Tuesday, November 12, 2013

Baptist Distinctives (Chapter 2)

After reading Pascal Denault's The Distinctiveness of Baptist Covenant Theology:  A Comparison Between 17th Century Particular Baptist and Paedobaptist Federalism, I decided to collect my thoughts and make some chapter-by-chapter observations.  You can find my post on the Introduction here and Chapter 1 here.  For a general overview of the covenants found in the Bible, see my post on Redemptive History here.  Now let's look at Chapter 2 called 'The Covenant of Grace'.

I can do no better than quote Mr. Denault at length regarding the Presbyterian view of the Covenant of Grace:

"...all paedobaptists considered that the children of believers had God as their God, at least in an external fashion, under the administration of the Covenant of Grace...Because no man has been saved other than through the grace of God since the fall, the reformed considered that there had only one Covenant of Grace in the whole history of redemption.  The Covenant of Grace was the substance by which seventeenth-century theologians united the Bible from whence came their paradigm:  one covenant under several administrations.  In establishing a distinction between the internal substance and the external administration of the Covenant of Grace, the Presbyterians managed to maintain the unity of this covenant while admitting a certain disparity between the different administrations.  What is more, by separating the substance and administration, the paedobaptists introduced a notion of mixed nature with the Covenant of Grace by which they explained that "unconverted" people could be in the covenant without taking part in its substance while being hermetically contained in its administration.  Finally, in considering the Old and New Covenants simply as administrations of the same covenant by insisting on the identity of their substance, the paedobaptists perpetuated a principle given to Abraham:  "I will be your God and the God of your posterity."  This principle allowed the paedobaptists to consider their children as members of the Covenant of Grace and, by making the distinction between the substance and administration, they justified a legitimate place for them:  that of the unregenerate who participate nevertheless in the Covenant of Grace and who receive the seal:  formerly circumcision now baptism.

...Presbyterian federalism extended the reach of the death of Christ to all the members of the covenant, but limited it salvific efficacy to the elect.  Consequently, Presbyterian federalism was comparable to Arminianism, but limited to the Covenant of Grace."

The 1689 federalism can be summarized as one covenant revealed progressively and concluded formally under the New Covenant:

"Benjamin Keach, one of the main Baptist theologians of the second half of the seventeenth century, ratifies this view of the Covenant of Grace when he describes its four sequences:  1. It was first decreed in past eternity, 2. It was secondly revealed to man after the Fall of Adam and Eve, 3. It was executed and confirmed by Christ in his death and resurrection, and 4. It become effective for its members when they are joined to Christ through faith.

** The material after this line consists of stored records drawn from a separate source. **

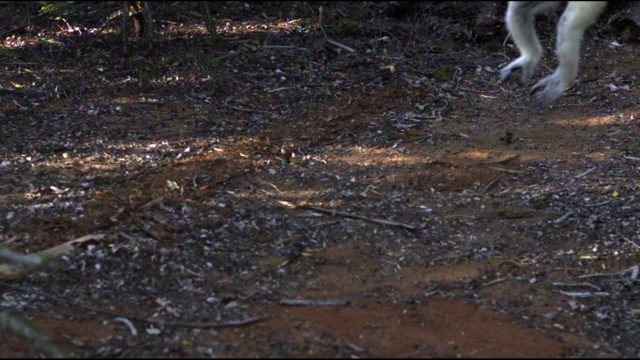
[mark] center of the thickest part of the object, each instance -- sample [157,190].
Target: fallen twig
[577,285]
[510,171]
[564,217]
[496,281]
[584,294]
[630,242]
[337,44]
[585,173]
[353,216]
[486,188]
[195,325]
[309,302]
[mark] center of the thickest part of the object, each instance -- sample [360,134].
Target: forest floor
[276,195]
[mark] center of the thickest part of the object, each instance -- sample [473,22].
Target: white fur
[577,17]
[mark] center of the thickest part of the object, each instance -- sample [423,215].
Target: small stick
[630,242]
[196,325]
[564,217]
[496,281]
[308,302]
[584,173]
[486,188]
[510,171]
[354,216]
[577,285]
[584,294]
[500,160]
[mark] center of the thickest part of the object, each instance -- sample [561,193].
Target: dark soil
[414,206]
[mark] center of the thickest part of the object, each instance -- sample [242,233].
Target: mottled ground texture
[277,195]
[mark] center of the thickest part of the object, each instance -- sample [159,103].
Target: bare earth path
[508,231]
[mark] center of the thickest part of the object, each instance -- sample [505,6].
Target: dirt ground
[276,195]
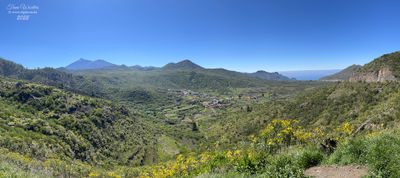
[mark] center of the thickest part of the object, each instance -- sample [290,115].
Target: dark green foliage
[379,153]
[310,156]
[45,122]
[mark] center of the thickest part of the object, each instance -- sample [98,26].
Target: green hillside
[44,122]
[201,122]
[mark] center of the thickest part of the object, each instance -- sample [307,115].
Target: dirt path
[336,171]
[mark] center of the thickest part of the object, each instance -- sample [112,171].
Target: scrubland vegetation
[186,128]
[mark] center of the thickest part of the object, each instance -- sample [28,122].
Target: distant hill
[183,65]
[269,75]
[344,74]
[83,64]
[50,76]
[384,68]
[308,74]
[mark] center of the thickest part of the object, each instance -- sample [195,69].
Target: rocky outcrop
[384,74]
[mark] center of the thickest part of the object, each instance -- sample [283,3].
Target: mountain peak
[184,64]
[83,64]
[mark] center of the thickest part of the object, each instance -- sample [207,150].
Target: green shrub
[309,157]
[350,152]
[283,165]
[383,156]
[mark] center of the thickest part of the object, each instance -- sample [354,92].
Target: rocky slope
[384,68]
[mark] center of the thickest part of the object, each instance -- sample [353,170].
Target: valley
[183,120]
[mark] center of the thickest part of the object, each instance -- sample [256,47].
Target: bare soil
[337,171]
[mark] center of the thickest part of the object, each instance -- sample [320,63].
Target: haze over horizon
[236,35]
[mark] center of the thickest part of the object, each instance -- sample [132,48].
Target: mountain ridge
[84,64]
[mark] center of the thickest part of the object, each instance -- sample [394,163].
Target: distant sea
[309,74]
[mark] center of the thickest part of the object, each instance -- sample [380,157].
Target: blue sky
[241,35]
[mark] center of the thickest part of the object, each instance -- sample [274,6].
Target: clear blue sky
[243,35]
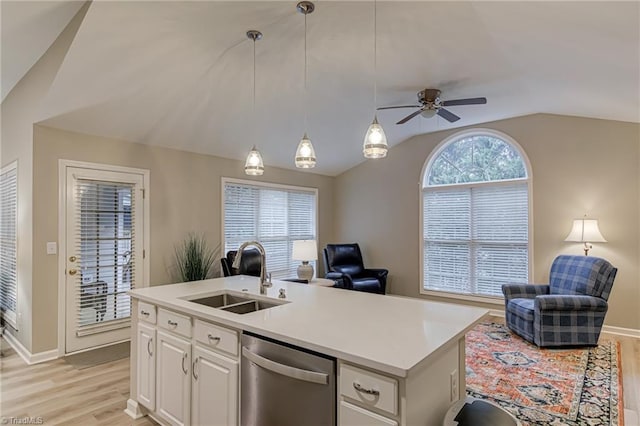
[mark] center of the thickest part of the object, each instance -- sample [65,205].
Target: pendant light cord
[375,56]
[305,72]
[253,112]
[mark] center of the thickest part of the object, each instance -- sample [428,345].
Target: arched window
[475,215]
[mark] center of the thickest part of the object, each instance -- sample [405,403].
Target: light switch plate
[52,248]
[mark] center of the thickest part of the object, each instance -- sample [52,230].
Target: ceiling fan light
[305,154]
[375,141]
[254,166]
[428,113]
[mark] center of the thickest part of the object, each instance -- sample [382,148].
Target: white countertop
[387,333]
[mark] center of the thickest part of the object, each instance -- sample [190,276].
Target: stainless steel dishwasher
[283,385]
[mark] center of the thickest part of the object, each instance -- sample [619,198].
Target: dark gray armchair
[343,264]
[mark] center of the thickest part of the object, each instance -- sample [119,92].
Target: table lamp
[305,250]
[585,231]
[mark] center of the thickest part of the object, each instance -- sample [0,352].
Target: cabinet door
[352,415]
[173,379]
[146,368]
[215,389]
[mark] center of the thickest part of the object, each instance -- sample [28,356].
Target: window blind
[274,216]
[8,242]
[475,238]
[106,231]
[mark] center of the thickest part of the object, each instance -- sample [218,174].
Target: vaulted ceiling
[179,74]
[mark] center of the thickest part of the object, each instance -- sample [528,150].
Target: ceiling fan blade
[409,117]
[447,115]
[400,106]
[470,101]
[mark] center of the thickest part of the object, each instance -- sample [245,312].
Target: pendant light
[305,154]
[375,141]
[254,166]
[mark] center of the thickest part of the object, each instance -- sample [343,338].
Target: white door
[215,389]
[104,244]
[146,366]
[173,396]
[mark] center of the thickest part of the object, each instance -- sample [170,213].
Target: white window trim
[11,317]
[494,300]
[271,185]
[62,232]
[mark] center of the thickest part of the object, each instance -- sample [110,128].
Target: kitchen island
[400,361]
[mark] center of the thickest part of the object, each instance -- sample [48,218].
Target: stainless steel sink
[220,300]
[249,306]
[236,303]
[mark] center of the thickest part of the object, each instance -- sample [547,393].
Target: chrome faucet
[264,284]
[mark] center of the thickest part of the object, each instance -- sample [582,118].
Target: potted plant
[195,259]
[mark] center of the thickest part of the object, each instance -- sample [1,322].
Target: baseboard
[134,410]
[619,331]
[27,356]
[496,313]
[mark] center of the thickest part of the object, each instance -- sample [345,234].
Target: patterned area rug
[544,386]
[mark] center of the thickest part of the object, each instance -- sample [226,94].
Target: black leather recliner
[343,264]
[249,264]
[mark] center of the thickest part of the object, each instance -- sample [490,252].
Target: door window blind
[475,238]
[8,242]
[274,216]
[106,245]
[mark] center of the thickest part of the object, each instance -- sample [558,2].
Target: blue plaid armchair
[570,310]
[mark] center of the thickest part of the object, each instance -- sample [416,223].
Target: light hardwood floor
[64,395]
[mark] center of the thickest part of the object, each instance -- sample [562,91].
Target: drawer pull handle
[184,357]
[193,370]
[359,388]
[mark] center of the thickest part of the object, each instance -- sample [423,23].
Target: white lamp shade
[375,141]
[305,250]
[585,231]
[254,165]
[305,154]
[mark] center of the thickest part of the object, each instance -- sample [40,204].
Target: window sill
[492,300]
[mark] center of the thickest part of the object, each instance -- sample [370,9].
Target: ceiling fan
[431,104]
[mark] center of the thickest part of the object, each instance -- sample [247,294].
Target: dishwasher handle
[285,370]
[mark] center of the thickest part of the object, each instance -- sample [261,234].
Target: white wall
[579,166]
[19,111]
[185,196]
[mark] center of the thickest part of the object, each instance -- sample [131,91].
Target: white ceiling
[179,74]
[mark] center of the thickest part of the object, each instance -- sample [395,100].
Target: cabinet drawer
[370,389]
[175,322]
[352,415]
[147,312]
[216,337]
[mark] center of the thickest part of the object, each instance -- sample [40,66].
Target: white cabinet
[146,366]
[362,392]
[352,415]
[173,396]
[214,389]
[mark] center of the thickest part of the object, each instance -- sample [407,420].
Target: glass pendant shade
[375,141]
[254,166]
[305,154]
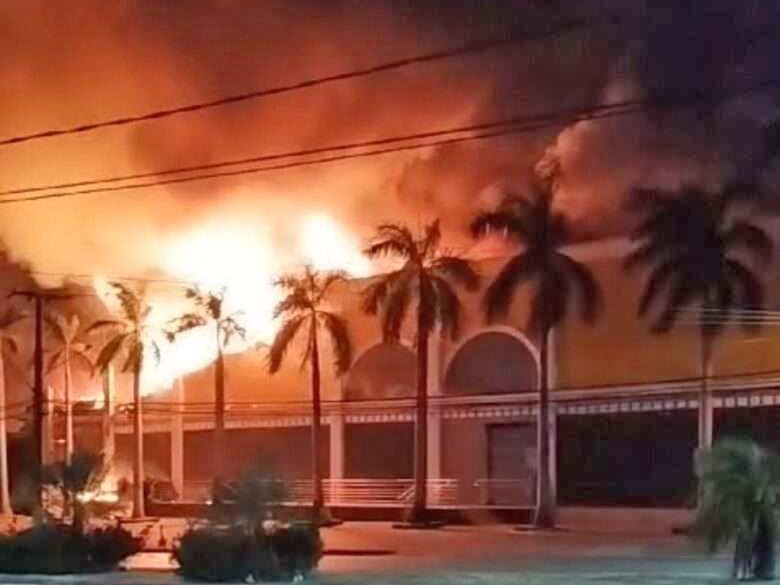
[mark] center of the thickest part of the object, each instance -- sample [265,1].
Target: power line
[470,48]
[503,128]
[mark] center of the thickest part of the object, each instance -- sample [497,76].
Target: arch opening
[386,370]
[492,362]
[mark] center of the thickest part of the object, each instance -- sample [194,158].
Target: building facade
[624,410]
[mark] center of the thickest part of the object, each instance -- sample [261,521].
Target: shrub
[108,546]
[209,554]
[212,554]
[297,547]
[58,549]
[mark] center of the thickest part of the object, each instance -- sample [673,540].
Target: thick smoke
[64,64]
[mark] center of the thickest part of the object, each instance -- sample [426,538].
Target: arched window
[386,370]
[492,362]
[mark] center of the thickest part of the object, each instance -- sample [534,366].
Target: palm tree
[739,486]
[426,276]
[211,310]
[693,248]
[7,345]
[82,474]
[130,338]
[557,279]
[68,334]
[304,309]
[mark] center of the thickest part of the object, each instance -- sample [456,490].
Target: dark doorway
[511,464]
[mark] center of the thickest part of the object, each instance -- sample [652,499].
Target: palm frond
[458,270]
[55,360]
[448,306]
[396,306]
[135,357]
[294,302]
[750,238]
[657,282]
[498,296]
[184,323]
[339,339]
[751,290]
[110,351]
[282,342]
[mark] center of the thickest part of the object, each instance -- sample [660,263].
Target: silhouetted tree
[304,309]
[694,249]
[82,474]
[739,498]
[557,278]
[68,335]
[8,319]
[130,338]
[425,279]
[210,311]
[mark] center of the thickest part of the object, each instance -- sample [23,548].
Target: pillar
[552,379]
[177,438]
[434,411]
[336,425]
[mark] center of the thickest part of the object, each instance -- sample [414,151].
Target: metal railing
[351,492]
[520,491]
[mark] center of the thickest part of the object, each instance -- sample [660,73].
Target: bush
[58,549]
[211,554]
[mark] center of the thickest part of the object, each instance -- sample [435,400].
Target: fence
[351,492]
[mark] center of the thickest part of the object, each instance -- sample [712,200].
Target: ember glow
[241,260]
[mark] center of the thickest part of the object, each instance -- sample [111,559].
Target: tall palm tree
[557,279]
[694,249]
[304,308]
[8,319]
[130,338]
[67,332]
[425,277]
[740,497]
[210,310]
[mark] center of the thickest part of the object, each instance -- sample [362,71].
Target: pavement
[376,554]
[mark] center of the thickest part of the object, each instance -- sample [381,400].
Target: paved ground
[376,554]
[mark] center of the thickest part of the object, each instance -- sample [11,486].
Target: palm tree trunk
[545,513]
[68,409]
[316,416]
[419,508]
[138,431]
[5,493]
[219,415]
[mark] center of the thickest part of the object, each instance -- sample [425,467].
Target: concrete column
[434,411]
[47,439]
[107,424]
[552,378]
[177,438]
[554,451]
[336,424]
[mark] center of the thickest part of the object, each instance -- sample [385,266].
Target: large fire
[241,260]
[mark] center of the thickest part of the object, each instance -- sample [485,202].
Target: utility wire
[470,48]
[503,128]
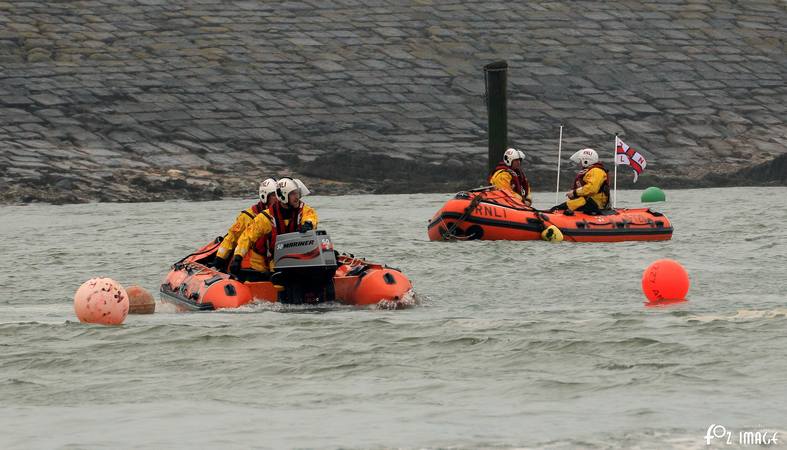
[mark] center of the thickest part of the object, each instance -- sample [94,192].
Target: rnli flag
[627,155]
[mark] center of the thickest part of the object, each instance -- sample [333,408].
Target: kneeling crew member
[267,193]
[590,193]
[287,215]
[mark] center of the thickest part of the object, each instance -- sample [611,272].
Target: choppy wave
[503,345]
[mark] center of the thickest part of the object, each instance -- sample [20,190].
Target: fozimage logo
[719,432]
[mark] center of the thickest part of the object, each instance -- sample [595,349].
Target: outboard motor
[305,264]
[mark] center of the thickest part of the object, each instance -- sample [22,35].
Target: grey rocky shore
[102,100]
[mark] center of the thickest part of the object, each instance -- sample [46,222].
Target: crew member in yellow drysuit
[244,219]
[508,175]
[590,192]
[287,215]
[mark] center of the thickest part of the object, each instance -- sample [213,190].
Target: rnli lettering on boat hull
[494,214]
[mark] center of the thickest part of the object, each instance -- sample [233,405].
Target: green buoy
[653,194]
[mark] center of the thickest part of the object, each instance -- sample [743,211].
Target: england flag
[627,155]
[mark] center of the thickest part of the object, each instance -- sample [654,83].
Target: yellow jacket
[243,220]
[502,179]
[592,183]
[261,227]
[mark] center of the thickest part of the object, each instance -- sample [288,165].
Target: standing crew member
[590,192]
[508,175]
[267,199]
[287,215]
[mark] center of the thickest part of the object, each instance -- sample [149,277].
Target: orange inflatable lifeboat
[494,214]
[307,271]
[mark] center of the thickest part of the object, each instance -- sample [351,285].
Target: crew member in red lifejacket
[590,192]
[268,198]
[288,215]
[508,175]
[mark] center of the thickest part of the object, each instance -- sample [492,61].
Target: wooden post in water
[495,76]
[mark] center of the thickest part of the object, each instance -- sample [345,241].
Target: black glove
[235,264]
[219,263]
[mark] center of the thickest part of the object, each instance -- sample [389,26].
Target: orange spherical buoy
[140,300]
[665,282]
[101,300]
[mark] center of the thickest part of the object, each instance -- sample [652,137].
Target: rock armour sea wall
[152,99]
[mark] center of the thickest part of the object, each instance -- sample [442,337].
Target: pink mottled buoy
[140,300]
[101,300]
[665,282]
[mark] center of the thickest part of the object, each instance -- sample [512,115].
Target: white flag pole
[615,160]
[559,149]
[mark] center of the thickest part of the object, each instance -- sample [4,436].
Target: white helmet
[266,188]
[585,157]
[512,154]
[287,185]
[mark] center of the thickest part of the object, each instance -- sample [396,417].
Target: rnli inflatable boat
[493,214]
[308,271]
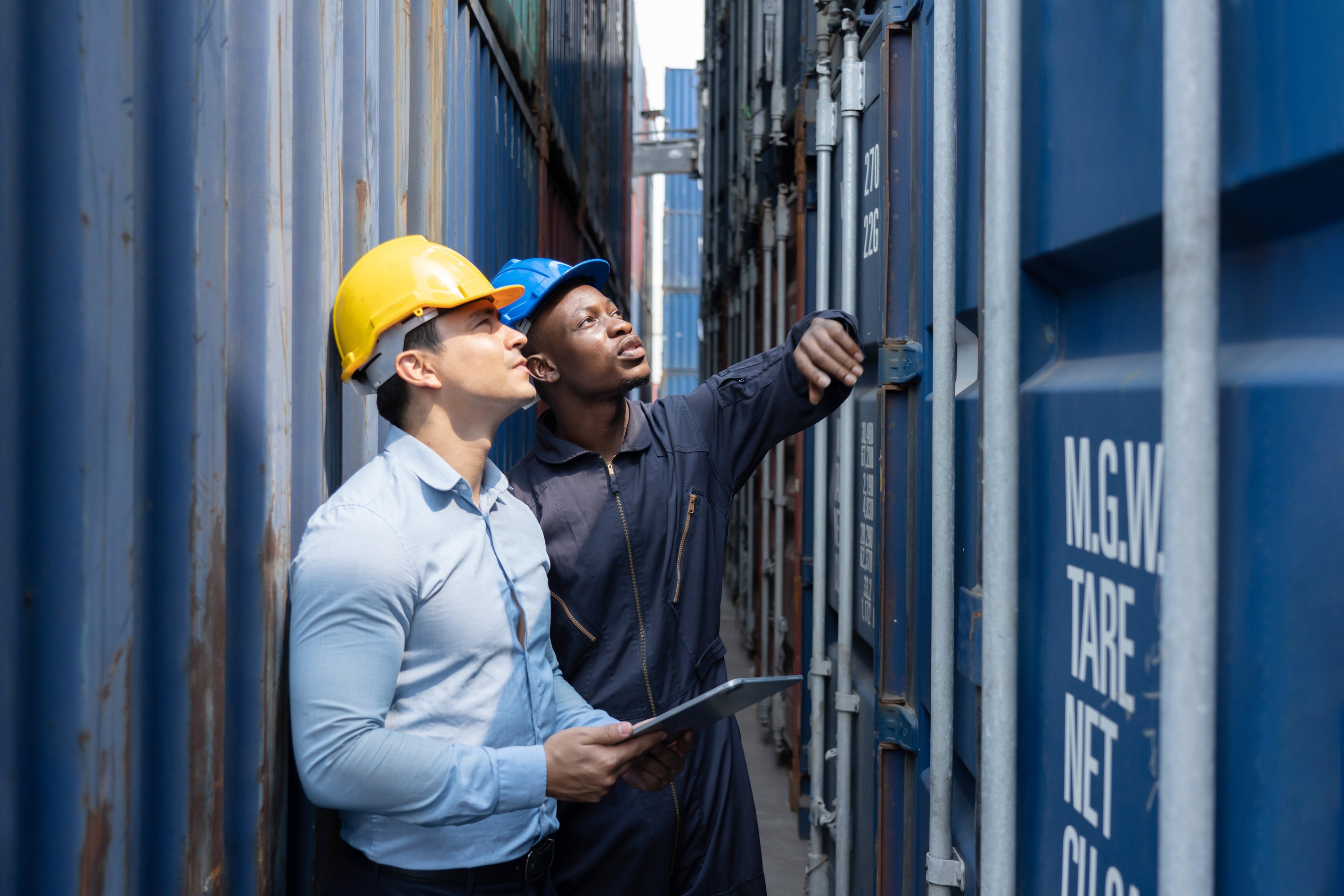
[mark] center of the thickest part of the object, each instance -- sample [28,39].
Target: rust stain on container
[361,207]
[205,847]
[93,854]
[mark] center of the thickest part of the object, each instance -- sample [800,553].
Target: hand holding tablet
[712,706]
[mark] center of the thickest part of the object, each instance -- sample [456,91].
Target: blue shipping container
[1092,445]
[183,189]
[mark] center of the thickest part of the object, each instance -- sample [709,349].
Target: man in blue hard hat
[633,500]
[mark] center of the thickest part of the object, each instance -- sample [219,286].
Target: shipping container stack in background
[183,189]
[1056,563]
[682,217]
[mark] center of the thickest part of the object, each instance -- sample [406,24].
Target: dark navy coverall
[636,582]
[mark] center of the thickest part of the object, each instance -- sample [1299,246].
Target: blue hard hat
[538,277]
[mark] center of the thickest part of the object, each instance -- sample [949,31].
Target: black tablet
[721,703]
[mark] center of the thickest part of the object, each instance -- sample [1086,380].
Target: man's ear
[542,369]
[417,369]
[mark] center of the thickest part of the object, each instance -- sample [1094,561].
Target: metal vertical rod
[942,655]
[752,483]
[999,520]
[781,237]
[757,77]
[777,93]
[767,483]
[820,666]
[847,703]
[1187,712]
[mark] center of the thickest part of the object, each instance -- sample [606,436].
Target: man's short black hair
[394,397]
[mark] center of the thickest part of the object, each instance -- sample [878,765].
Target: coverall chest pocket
[694,592]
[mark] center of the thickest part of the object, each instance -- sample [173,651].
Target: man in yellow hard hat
[426,702]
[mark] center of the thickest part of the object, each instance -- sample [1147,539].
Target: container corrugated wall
[1092,551]
[682,225]
[183,189]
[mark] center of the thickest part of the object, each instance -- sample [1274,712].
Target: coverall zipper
[686,530]
[565,606]
[639,617]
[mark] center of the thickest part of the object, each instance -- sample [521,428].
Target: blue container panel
[679,383]
[682,249]
[680,99]
[167,472]
[490,157]
[1092,424]
[682,329]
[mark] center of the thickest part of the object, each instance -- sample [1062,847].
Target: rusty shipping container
[185,186]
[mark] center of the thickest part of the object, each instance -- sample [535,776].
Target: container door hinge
[897,726]
[947,872]
[900,363]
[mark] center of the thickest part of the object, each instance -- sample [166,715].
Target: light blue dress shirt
[416,711]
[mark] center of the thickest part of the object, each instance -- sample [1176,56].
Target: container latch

...Baptists considered that no other covenant, besides the New Covenant, was the Covenant of Grace.  They still recognized that the Covenant of Grace had been revealed under all the covenants since the fall, but distinguished between the actual substance of these covenants and the Covenant of Grace itself."


"And this I say, that the covenant, that was confirmed before of God in Christ, the law, which was four hundred and thirty years after, cannot disannul, that it should make the promise of none effect.  For if the inheritance be of the law, it is not more of promise; but God gave it to Abraham by promise," (Gal. 3:17-18).